Coral reefs are exposed to a diversity of natural and anthropogenic disturbances, and the consequences for ecosystem degradation have been widely publicized. However, the reported changes have been biased towards fishes and stony corals, and for Caribbean reefs, the most notable example of this bias are octocorals ("soft corals"). Although they are abundant and dominate many Caribbean reefs, they are rarely included in studies due to the difficulty of both identifying them and in quantifying their abundances.
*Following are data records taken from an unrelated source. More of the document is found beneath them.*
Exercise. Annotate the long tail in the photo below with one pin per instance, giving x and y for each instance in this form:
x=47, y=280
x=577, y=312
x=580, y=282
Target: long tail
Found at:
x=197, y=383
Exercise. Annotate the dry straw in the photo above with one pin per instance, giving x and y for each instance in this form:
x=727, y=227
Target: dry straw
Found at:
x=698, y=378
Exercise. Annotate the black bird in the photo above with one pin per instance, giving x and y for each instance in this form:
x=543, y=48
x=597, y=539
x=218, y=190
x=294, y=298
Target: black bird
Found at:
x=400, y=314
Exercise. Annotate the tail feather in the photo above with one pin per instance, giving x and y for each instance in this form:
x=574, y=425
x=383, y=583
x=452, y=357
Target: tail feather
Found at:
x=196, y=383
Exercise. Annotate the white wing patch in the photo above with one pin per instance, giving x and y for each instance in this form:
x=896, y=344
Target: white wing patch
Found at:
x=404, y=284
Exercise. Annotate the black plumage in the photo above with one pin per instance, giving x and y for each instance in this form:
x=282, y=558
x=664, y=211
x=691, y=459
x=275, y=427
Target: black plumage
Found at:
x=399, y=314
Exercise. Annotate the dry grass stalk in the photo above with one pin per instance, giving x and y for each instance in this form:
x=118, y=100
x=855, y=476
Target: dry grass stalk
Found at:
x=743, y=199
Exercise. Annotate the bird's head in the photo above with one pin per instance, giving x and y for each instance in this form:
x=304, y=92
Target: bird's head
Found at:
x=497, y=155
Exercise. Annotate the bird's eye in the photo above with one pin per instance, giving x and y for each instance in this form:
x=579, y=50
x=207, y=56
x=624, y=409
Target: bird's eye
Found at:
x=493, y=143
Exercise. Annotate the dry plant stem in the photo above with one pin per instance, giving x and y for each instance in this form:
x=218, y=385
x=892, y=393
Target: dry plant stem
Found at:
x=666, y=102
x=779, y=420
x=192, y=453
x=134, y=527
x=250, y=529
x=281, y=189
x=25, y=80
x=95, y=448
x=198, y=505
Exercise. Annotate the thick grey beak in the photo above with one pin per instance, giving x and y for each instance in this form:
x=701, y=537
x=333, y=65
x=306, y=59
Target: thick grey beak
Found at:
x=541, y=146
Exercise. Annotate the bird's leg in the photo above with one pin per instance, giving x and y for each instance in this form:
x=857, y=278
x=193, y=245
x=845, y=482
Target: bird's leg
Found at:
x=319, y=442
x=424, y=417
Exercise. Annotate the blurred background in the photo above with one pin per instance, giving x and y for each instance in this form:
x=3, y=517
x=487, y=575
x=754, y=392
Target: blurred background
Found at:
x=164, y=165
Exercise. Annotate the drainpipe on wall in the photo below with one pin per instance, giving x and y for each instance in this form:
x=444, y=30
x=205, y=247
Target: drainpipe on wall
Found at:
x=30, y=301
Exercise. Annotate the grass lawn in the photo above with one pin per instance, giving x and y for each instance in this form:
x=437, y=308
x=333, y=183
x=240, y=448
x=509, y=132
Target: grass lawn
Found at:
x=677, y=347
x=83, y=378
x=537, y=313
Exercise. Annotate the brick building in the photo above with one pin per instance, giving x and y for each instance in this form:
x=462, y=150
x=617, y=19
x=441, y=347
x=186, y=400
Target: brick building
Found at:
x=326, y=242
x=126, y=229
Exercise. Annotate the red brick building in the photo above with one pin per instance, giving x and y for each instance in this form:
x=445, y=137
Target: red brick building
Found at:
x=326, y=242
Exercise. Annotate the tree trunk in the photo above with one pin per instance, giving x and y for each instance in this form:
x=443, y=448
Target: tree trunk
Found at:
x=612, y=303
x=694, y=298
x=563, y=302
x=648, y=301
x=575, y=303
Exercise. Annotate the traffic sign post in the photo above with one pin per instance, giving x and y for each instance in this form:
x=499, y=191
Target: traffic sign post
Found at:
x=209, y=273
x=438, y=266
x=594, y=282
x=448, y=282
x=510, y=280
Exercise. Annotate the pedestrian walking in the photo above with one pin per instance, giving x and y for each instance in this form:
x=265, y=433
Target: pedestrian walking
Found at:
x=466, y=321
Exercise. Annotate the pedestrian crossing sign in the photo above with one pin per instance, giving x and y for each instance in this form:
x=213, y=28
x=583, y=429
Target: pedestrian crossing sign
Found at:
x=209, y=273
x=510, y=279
In some places there is compelling evidence that soft corals have increased in abundance, even while stony corals have become less common. This suggests that soft corals are more resilient than stony corals to the wide diversity of disturbances that have been impacting coral corals. The best coral reefs on which to study these changes are those that have been studied for decades and can provide a decadal context to more recent events, and in this regard the reefs of St. John, US Virgin Islands are unique. Stony corals on the reefs have been studied since 1987, and the soft corals from 2014. This provides unrivaled platform to evaluate patterns of octocoral abundance and recruitment; identify the patterns of change that are occurring on these reefs, and identify the processes responsible for the resilience of octocoral populations. The project will extend soft coral monitoring from 4 years to 8 years, and within this framework will examine the roles of baby corals, and their response to seafloor roughness, seawater flow, and seaweed, in determining the success of soft corals. The work will also assess whether the destructive effects of Hurricanes Irma and Maria have modified the pattern of change. In concert with these efforts the project will be closely integrated with local high schools at which the investigators will host marine biology clubs and provide independent study opportunities for their students and teachers. Unique training opportunities will be provided to undergraduate and graduate students, as well as a postdoctoral researcher, all of whom will study and work in St. John, and the investigators will train coral reef researchers to identify the species of soft corals through a hands-on workshop to be conducted in the Florida Keys.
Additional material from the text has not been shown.